White, who does not like to fly, played only three NBA games. He believes it was his advocacy for the NBA to enact a mental health policy that effectively curtailed his career. But at 28 years old, he made the decision to switch from basketball to MMA and wasn’t about to accept that he couldn’t do it.

It was, as he says, “that Kobe mentality” that he learned at a young age.

“One of the benefits of starting later is that you get to have a sense of calling,” White said. “I hope to be able to bridge the world between basketball and MMA. I don’t mean basketball players, but I mean the neighborhoods around the country where I came from where guys choose to play basketball at an early age. If I can help to inject that kind of enthusiasm about mixed martial arts into those communities and we start to get a lot of those NBA-level athletes, NBA-level talents, to venture into mixed martial arts, I think that will eventually expand mixed martial arts greatly.

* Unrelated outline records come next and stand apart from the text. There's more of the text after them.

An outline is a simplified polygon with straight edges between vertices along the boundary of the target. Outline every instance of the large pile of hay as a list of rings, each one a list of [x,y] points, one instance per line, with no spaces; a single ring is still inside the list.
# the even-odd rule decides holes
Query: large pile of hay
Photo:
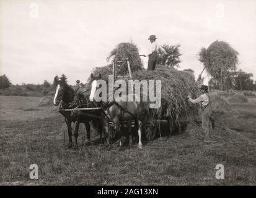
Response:
[[[153,110],[159,118],[167,117],[173,121],[174,126],[179,126],[188,116],[197,114],[198,106],[189,103],[187,98],[195,82],[193,75],[161,65],[158,65],[155,71],[143,69],[138,48],[133,43],[119,44],[110,53],[110,57],[112,56],[116,60],[129,59],[133,80],[161,80],[161,106]],[[127,75],[127,66],[125,65],[118,70],[118,74]],[[93,73],[97,75],[101,74],[102,79],[108,83],[108,75],[113,74],[112,66],[96,67]],[[192,97],[198,95],[198,90],[194,89]]]
[[[109,66],[96,67],[94,74],[102,74],[102,79],[107,82],[108,74],[112,74]],[[197,114],[198,106],[189,103],[187,98],[195,84],[194,76],[189,72],[159,65],[155,71],[137,70],[132,76],[133,80],[161,80],[161,106],[154,110],[159,118],[168,117],[174,123],[179,125],[190,116]],[[198,95],[198,90],[194,89],[192,97]]]
[[[249,102],[248,98],[242,94],[235,94],[229,98],[228,101],[231,103],[247,103]]]
[[[161,80],[162,106],[156,110],[159,115],[170,117],[179,123],[191,113],[197,112],[196,105],[189,103],[187,98],[195,84],[195,78],[191,74],[159,65],[155,71],[137,71],[133,74],[133,78]],[[198,90],[194,89],[192,97],[196,98],[198,94]]]
[[[143,68],[141,59],[139,58],[139,51],[136,45],[133,43],[121,43],[110,52],[108,60],[113,58],[116,61],[129,59],[131,70],[134,72]],[[120,74],[126,74],[128,72],[127,65],[123,65],[119,69]]]
[[[211,96],[211,105],[214,113],[227,113],[232,110],[231,106],[218,95]]]
[[[43,97],[40,99],[39,106],[50,106],[53,104],[53,98],[50,96]]]
[[[216,80],[219,88],[226,90],[232,87],[231,71],[236,71],[238,64],[238,52],[227,43],[215,41],[199,53],[199,60],[203,63],[207,72]]]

“I do think that the Kobe Bryants of the world would select MMA at least some of the time if they had a proper understanding of it and an approach to the purity of the competition.”

That, White said, would lead to fighter compensation increasing because the talent level in the sport will get better and would, at least theoretically, bring more eyeballs to it.

White made the turn to MMA full-time last year and isn’t ready yet for his first fight. Tim Singer of Paradigm Sports Management said the goal is to raise his skill level and not “just coast by on his athleticism and power. We are in no rush at this stage.”

He knows there are those who doubt he’ll be able to make the transition and when he hears that, he thinks of Bryant.

“He was a naysayer silencer,” White said. “He was driven by silencing the naysayers, and he did it in a way where he’d say, ‘It’s not that I’m giving you that much credit as naysayers, but I am getting a bit of satisfaction knowing you were out there naysaying when I broke through. That’s the Mamba mentality and that’s what I think you need to bring to your job as a high-level professional athlete if you’re serious about succeeding.

“I believe in what I’m doing. I believe in my coaches and I’m not going to be deterred by someone whose never met me saying what I can or can’t do.”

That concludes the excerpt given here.